Divorce on demand to make ending marriage easy
Yesterday, the UK announced a divorce law revolution that would make it easier for couples to split without a painful “blame game”. Is the world’s most revered institution on its last legs?
Yesterday, the UK announced that it would be making the biggest changes to its divorce laws in 50 years.
Under the current rules, one spouse must accuse the other of adultery or “unreasonable behaviour” in order to get a quick divorce. Soon, this will be scrapped, and they will simply have to state that the marriage has broken down.
Spouses will also no longer be allowed to refuse a divorce if their partner wants one. “It cannot be right that our outdated law creates or increases conflict between divorcing couples,” said Justice Secretary David Gauke.
Although divorce rates are at their lowest since the 1970s in the UK, experts say this could be because fewer people are getting married in the first place.
Are we witnessing the end of marriage?
In Anglo-Saxon times in Britain, marriages were mostly diplomatic arrangements or trade deals. The Catholic Church declared marriage a sacrament in the 12th century, tying it to religion. In 1552, Thomas Cranmer wrote the formal vows — for richer, for poorer, in sickness and in health — in the Book of Common Prayer.
And yet, as the author Vicki Larson points out, these vows meant something different “when people didn’t live all that long”; the average life expectancy in Tudor times was 37. In Colonial America, the sociologist Stephanie Coontz estimates that the average marriage lasted under 12 years.
Perhaps marriage was just not built for the life expectancies of the 21st century, Larson argues. Rather than letting it die out, why not change the terms?
In the last decade, some countries have proposed alternatives to lifelong contracts. Germany floated a seven-year marriage. In Mexico City, law-makers suggested that couples choose the length of their own contract, with a minimum of two years.
These suggestions did not make it into law. But in 2014, a survey in America found that 43% of millennials supported the idea of a “beta” marriage which can be dissolved after two years. “It’s not that they’re entirely non-committal,” said the study’s author. “It’s just that they’re nimble and open to change.”
For better, for worse
Marriage does not have to be until death, say those behind the movement. Most people will have more jobs and experiences in their lifetime than ever before. There is time to do so much more. Why subject people to a complicated divorce when they have simply moved on to a new phase of life?
But there is romance in the idea of committing forever, others reply. Whatever the history, today most people marry for love, and the idea of “forever” is part of what makes that special. Relationships should not be treated like business contracts to be negotiated every few years — they go deeper than that.
- Would you prefer a “beta” period before your marriage became official?
- Will marriage still be relevant in 50 years?
- Almost 500 years have passed since Thomas Cranmer first wrote the English marriage vows. Write a new version for the 21st century.
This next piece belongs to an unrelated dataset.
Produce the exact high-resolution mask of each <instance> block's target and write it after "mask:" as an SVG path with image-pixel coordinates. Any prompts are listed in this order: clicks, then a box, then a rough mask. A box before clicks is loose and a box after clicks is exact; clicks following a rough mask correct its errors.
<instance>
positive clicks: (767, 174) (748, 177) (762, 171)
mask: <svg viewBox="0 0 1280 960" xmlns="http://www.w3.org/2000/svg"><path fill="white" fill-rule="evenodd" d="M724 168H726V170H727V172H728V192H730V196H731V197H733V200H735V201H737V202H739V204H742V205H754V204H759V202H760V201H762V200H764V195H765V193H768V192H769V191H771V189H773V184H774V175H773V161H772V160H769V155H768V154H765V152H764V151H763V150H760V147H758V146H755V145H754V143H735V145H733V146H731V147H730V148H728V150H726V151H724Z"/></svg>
- Choose a country and research its marriage customs. Write 300 words explaining their history.
Some People Say...
“It is not a lack of love, but a lack of friendship that makes unhappy marriages.”Friedrich Nietzsche
What do you think?
Q & A
- What do we know?
- The new rules will create a “no fault” system in which a couple can divorce after six months without accusing each other of unreasonable behaviour. Currently, this cannot happen unless they have been separated for two years. If one partner objects to the divorce, their partner must wait for five years. The new rules were announced by the justice secretary yesterday after a 12-week public consultation. They will apply in England and Wales once Parliament makes them law.
- What do we not know?
- What the response will be. Although the consultation found broad public support for ending the “blame game” between couples and no longer keeping people “trapped” in unhappy marriages, there could be objections from religious groups on the grounds that it will make divorce easier.
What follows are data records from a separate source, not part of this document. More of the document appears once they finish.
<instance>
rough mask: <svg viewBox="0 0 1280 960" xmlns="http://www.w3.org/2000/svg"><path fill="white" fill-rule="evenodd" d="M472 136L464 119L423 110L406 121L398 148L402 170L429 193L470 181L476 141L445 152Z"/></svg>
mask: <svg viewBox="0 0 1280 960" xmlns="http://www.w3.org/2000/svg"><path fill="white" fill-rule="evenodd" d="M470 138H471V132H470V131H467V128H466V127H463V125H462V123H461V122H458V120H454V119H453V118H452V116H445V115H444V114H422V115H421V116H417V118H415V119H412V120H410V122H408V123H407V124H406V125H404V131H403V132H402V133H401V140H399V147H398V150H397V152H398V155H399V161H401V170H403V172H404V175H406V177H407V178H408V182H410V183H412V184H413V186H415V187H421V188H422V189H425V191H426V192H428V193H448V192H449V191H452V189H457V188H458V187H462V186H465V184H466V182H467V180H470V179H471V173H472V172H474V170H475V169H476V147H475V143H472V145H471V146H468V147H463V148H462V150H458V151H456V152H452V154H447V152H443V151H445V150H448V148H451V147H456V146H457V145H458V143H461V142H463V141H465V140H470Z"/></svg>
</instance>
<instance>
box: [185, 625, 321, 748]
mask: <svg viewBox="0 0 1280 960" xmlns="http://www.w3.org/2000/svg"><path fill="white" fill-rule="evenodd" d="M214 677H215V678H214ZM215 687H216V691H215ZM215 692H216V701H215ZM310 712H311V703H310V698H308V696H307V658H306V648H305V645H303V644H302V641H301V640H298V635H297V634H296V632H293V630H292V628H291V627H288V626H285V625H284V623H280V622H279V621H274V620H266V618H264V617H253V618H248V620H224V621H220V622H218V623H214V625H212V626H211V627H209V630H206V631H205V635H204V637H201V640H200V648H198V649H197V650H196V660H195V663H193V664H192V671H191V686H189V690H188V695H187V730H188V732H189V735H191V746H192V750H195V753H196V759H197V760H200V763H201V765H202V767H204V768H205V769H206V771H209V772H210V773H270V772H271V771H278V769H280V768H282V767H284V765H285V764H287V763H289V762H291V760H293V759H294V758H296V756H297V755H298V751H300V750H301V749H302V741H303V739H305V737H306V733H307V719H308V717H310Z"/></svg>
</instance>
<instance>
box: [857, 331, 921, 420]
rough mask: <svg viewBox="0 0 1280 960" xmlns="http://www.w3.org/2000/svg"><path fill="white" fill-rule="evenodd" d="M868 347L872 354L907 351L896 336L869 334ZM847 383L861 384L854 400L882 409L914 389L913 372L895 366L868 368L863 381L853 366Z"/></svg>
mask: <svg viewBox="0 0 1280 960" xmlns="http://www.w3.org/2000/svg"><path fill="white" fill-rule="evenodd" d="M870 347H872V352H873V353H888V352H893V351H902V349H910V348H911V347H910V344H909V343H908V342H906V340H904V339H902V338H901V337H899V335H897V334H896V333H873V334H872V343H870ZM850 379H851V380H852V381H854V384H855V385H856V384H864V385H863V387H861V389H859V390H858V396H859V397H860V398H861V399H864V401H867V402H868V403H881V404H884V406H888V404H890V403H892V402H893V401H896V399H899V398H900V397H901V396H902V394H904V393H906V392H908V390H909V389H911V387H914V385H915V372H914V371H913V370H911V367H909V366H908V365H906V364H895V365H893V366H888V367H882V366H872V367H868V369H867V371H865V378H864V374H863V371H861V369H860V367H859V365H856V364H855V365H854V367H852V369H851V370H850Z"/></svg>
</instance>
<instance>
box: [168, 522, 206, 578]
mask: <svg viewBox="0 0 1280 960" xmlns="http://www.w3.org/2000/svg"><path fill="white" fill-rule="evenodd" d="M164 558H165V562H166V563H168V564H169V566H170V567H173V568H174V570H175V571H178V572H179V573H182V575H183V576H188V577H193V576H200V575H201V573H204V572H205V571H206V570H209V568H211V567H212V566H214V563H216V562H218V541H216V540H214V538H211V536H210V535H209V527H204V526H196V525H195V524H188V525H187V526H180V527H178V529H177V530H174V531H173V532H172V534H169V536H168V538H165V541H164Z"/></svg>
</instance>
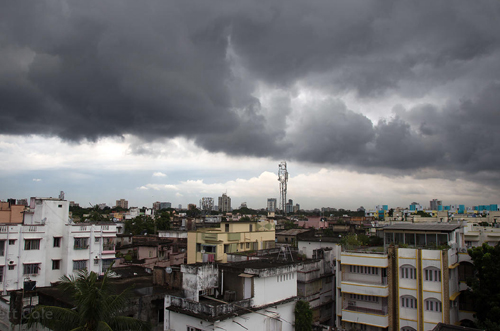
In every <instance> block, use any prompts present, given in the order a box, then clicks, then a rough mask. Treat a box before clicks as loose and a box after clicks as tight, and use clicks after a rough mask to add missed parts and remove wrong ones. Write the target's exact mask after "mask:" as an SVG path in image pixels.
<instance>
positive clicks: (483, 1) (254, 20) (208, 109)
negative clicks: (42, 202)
mask: <svg viewBox="0 0 500 331" xmlns="http://www.w3.org/2000/svg"><path fill="white" fill-rule="evenodd" d="M499 12H500V3H499V2H498V1H493V0H484V1H479V2H471V1H465V0H460V1H456V2H454V4H453V6H450V5H449V3H447V2H439V1H438V2H433V3H432V4H428V3H421V2H417V1H413V2H412V1H409V2H387V1H384V0H376V1H371V2H369V3H366V2H362V1H360V2H358V1H351V0H349V1H347V0H345V1H342V0H341V1H335V2H301V1H283V0H275V1H274V0H273V1H270V2H268V3H265V4H262V3H259V2H246V3H234V2H224V1H222V2H217V3H211V2H210V3H200V2H193V1H189V0H188V1H183V2H182V3H177V2H171V1H165V2H154V3H151V4H143V3H127V4H124V3H122V2H120V1H113V0H112V1H107V2H100V1H95V0H91V1H88V2H85V3H78V2H65V1H45V0H42V1H38V2H37V6H26V5H25V4H23V3H21V2H7V3H5V4H4V5H3V6H2V11H1V13H0V18H1V20H2V25H1V26H0V36H1V38H0V45H1V49H2V52H0V59H1V61H0V101H1V105H2V106H1V107H0V169H2V171H1V172H0V183H1V185H0V196H1V197H2V199H7V198H10V197H12V198H29V197H30V196H57V194H58V192H59V191H61V190H62V191H65V192H66V193H67V199H70V200H73V201H78V202H79V203H80V204H81V205H82V206H83V205H88V204H89V203H91V204H96V203H102V202H106V203H108V204H111V203H113V201H115V200H116V199H120V198H126V199H128V200H129V201H130V203H131V204H132V205H138V206H145V205H151V204H152V202H154V201H169V202H171V203H172V205H174V206H175V205H178V204H182V205H183V206H186V205H187V204H188V203H197V202H198V201H199V200H200V199H201V198H202V197H207V196H212V197H214V198H216V197H218V196H220V194H222V193H223V192H227V193H228V195H229V196H231V198H232V199H233V206H237V205H239V203H240V202H246V203H247V205H248V206H249V207H250V208H259V207H263V206H265V205H266V199H267V198H278V199H279V197H280V196H279V186H278V184H279V183H278V180H277V172H278V165H279V164H280V162H282V161H286V162H287V164H288V171H289V181H288V188H287V197H290V198H291V199H293V200H294V201H296V202H298V203H299V204H300V206H301V208H303V209H312V208H316V207H317V208H321V206H325V207H327V206H330V207H339V208H345V209H356V208H358V207H360V206H364V207H365V208H367V206H376V205H379V204H388V205H393V206H405V205H407V204H408V202H413V201H418V202H420V203H424V202H425V203H426V204H427V202H428V201H430V200H431V199H433V198H439V199H440V200H442V201H443V203H444V204H453V203H461V204H465V205H477V204H486V203H496V201H497V197H498V196H500V169H499V167H498V165H499V164H500V153H498V151H499V150H500V146H499V145H500V131H499V130H498V128H499V127H500V117H499V116H498V112H499V110H498V105H499V104H500V83H499V82H500V67H499V66H500V61H499V59H500V38H499V37H498V34H497V33H496V31H498V30H500V20H499V19H498V13H499ZM495 27H496V28H495Z"/></svg>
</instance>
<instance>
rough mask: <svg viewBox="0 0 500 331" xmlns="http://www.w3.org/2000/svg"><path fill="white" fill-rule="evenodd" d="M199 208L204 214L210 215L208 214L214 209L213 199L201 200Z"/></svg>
mask: <svg viewBox="0 0 500 331" xmlns="http://www.w3.org/2000/svg"><path fill="white" fill-rule="evenodd" d="M200 206H201V210H202V211H203V212H204V214H210V212H211V211H212V210H213V209H214V198H210V197H205V198H201V201H200Z"/></svg>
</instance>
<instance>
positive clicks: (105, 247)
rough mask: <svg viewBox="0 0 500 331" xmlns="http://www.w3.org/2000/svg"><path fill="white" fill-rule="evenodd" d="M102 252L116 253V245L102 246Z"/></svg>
mask: <svg viewBox="0 0 500 331" xmlns="http://www.w3.org/2000/svg"><path fill="white" fill-rule="evenodd" d="M102 250H103V251H114V250H115V245H114V244H111V245H102Z"/></svg>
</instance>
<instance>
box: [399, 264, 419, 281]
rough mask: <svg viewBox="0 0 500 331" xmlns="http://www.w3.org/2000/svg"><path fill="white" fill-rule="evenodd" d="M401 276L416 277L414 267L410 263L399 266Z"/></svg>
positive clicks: (401, 277)
mask: <svg viewBox="0 0 500 331" xmlns="http://www.w3.org/2000/svg"><path fill="white" fill-rule="evenodd" d="M401 278H405V279H416V269H415V267H413V266H411V265H404V266H402V267H401Z"/></svg>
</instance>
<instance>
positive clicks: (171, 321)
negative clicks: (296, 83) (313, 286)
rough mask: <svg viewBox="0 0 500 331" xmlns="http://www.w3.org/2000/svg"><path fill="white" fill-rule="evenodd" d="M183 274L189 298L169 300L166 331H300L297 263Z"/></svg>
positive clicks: (197, 271) (258, 266) (285, 263)
mask: <svg viewBox="0 0 500 331" xmlns="http://www.w3.org/2000/svg"><path fill="white" fill-rule="evenodd" d="M181 271H182V273H183V295H182V296H172V295H166V296H165V308H166V312H165V323H164V330H168V331H173V330H175V331H180V330H182V331H184V330H188V331H207V330H213V331H215V330H228V331H229V330H237V331H240V330H245V329H247V330H266V331H267V330H269V331H271V330H272V331H274V330H276V331H278V330H282V331H287V330H294V327H293V322H294V319H295V315H294V308H295V301H296V296H297V265H296V264H294V263H285V262H276V261H267V260H255V261H245V262H235V263H229V264H219V265H217V264H193V265H183V266H181Z"/></svg>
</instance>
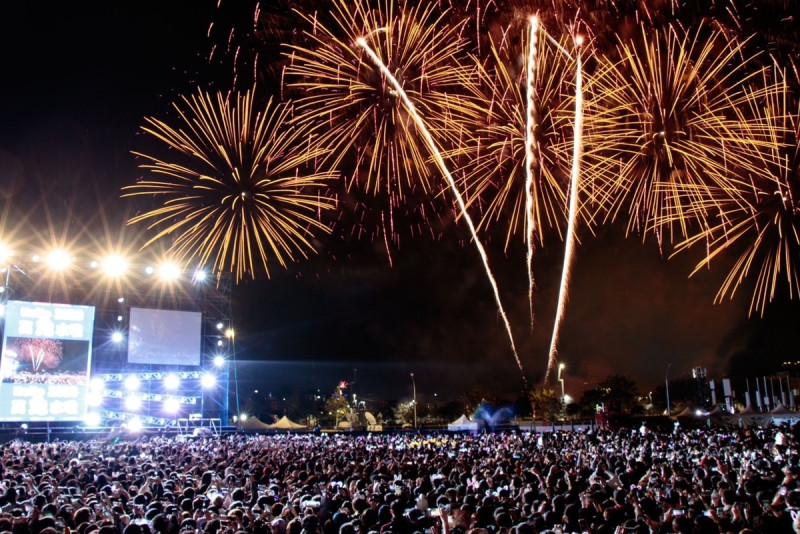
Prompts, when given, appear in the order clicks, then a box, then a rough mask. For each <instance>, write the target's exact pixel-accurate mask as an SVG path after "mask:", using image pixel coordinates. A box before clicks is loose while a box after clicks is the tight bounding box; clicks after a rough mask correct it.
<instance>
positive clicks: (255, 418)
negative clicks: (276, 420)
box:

- According to the Office for National Statistics, there were 8.4 divorces in ever 1,000 heterosexual marriages in the UK in 2017. This was the lowest rate since 1972.
- A Christian ceremony that is believed to be especially important.
- Book of Common Prayer
- Before the English Reformation, when Henry VIII split his country from the Catholic Church, prayers and sermons at church were given in Latin. The Book of Common Prayer laid out the new services in English for the first time.
- Colonial America
- Between 1492 and 1763; this was the period of European rule in America, before it won independence.
- Life expectancies
- In the UK, the average life expectancy is 81. Globally, the average is 71, although it is generally higher in more developed countries.
- The name given to the generation born between the 80s and early 2000s. In this survey, it was defined as 18 to 34-year-olds.
- Not, in this case, referring to the second letter of the Greek alphabet. Instead, this refers to the secondary phase of software development, when a program is tested for bugs.